When in doubt, call head office

Columnist Claudette Sandecki writes about the importance of complaining to a company

When company service is less than satisfactory, Canadian consumers are too polite to complain to the company in person or even on line. Instead — according to a May 9 report in the Financial Post — we slink away to find another supplier.

Not me. Especially not after my blueberry incident April 28.

Once home with groceries put away and lunch, I complained directly to Wholesale Club’s Brampton head office by website and by phone.

May 4 I received an email from Loblaw’s Senior Customer Relations Representative expressing their disappointment I had found their store’s service unsatisfactory.

All along I knew any shortcomings were not the fault of the local store, but with the directives coming down from some head office exec sprawled in a leather chair. Local staff are equally upset with the willy nilly changes.

The blueberry incident topped months of vexation as my main supermarket discontinued brands I’d been purchasing weekly since the store was built, introduced new brands or smaller sizes, and tested my patience and brand loyalty moving things around from one aisle to another until my shopping trips took longer.

Why haven’t I abandoned this supermarket to shop at another? Simple. Most goods are a dollar or two cheaper than at other stores in town.

If the product is a standard brand packaged in a bottle or can, exactly the same as what I’d find in a higher-priced store, I see no reason to pay more.

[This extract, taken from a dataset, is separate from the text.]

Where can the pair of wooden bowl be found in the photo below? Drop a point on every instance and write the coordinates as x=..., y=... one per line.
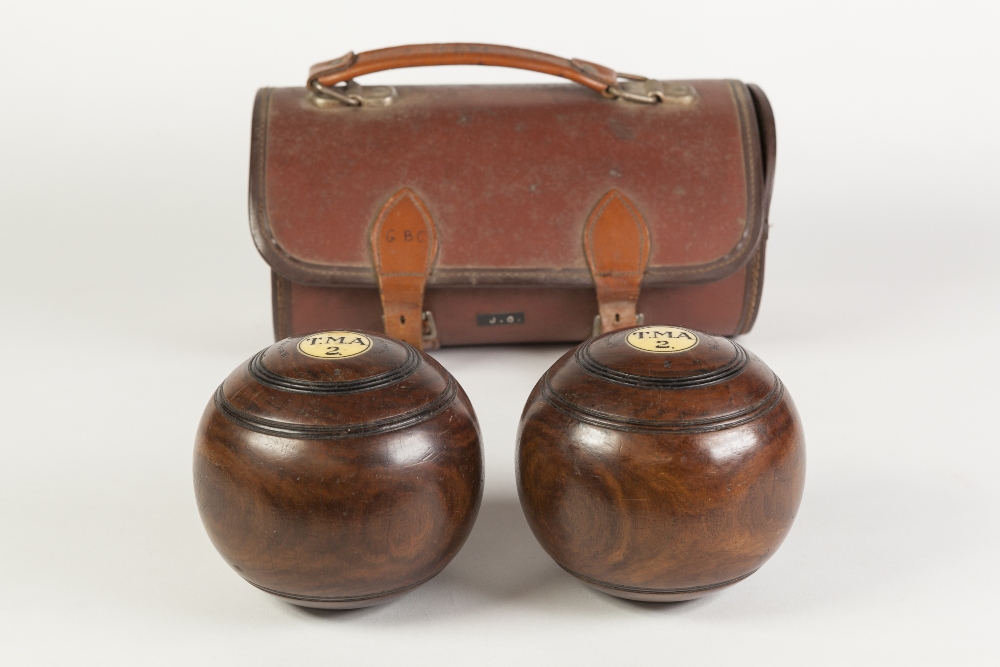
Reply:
x=343, y=469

Generous parking is a big draw for me. Shop any forenoon and you’ll find oodles of drive-through parking, with a handy gas station nearby.

Display shelves stop far short of the ceiling. I feel more comfortable. Less constricted. Don’t ask me why floor-to-ceiling shelves exert a subtle psychological discomfort on me, but they do, equal to Justin Bieber Muzak.

Most of all, I like the staff. They are too few, and stressed. Yet they hide any annoyance when I ask them to show me where a familiar product has been moved to, or send them off to find a price for something that’s not marked. I’m aware when they see me approaching they may turn away, intently stock the shelf before them, or dash to the washroom. No bother. Neither tactic deters my quest for information; I seek another staffer.

The day of the blueberry incident I had a choice between 18.2 oz. blueberries from Chile priced at $6.98, but none available. Or 9.8 oz. blueberries from Mexico with no price.

Sounds of demolition led me to a staffer pounding out his frustrations on a backroom wall with a heavy hammer .

During a lull in the pounding I outlined my quandary to Big John and handed him a small clamshell. “Does $6.98 entitle me to two of these?”

“It’s not the same product,” he said. That I already knew. He scanned the barcode but offered me no price specific to Mexico berries.

The cash register charged me $6.98.

Too often the till charges a dollar or two more than the price on the display shelf. Or, as in the case of the ham ring advertised in the flyer at $5, the shelf price was closer to $7. Why? The staff had been too busy to update the price to the flyer’s.

My cashier stub gave me a website www.storeopinion.ca and a phone number 1-888-495-5111 where I was invited to tell them how they did today. I told them.

The email ended, “We appreciate you sharing your feedback with us. Please do not hesitate to contact us if you have any further questions.”

Loblaws can count on me.

Claudette Sandecki monitors food stores from her Thornhill, B.C. home.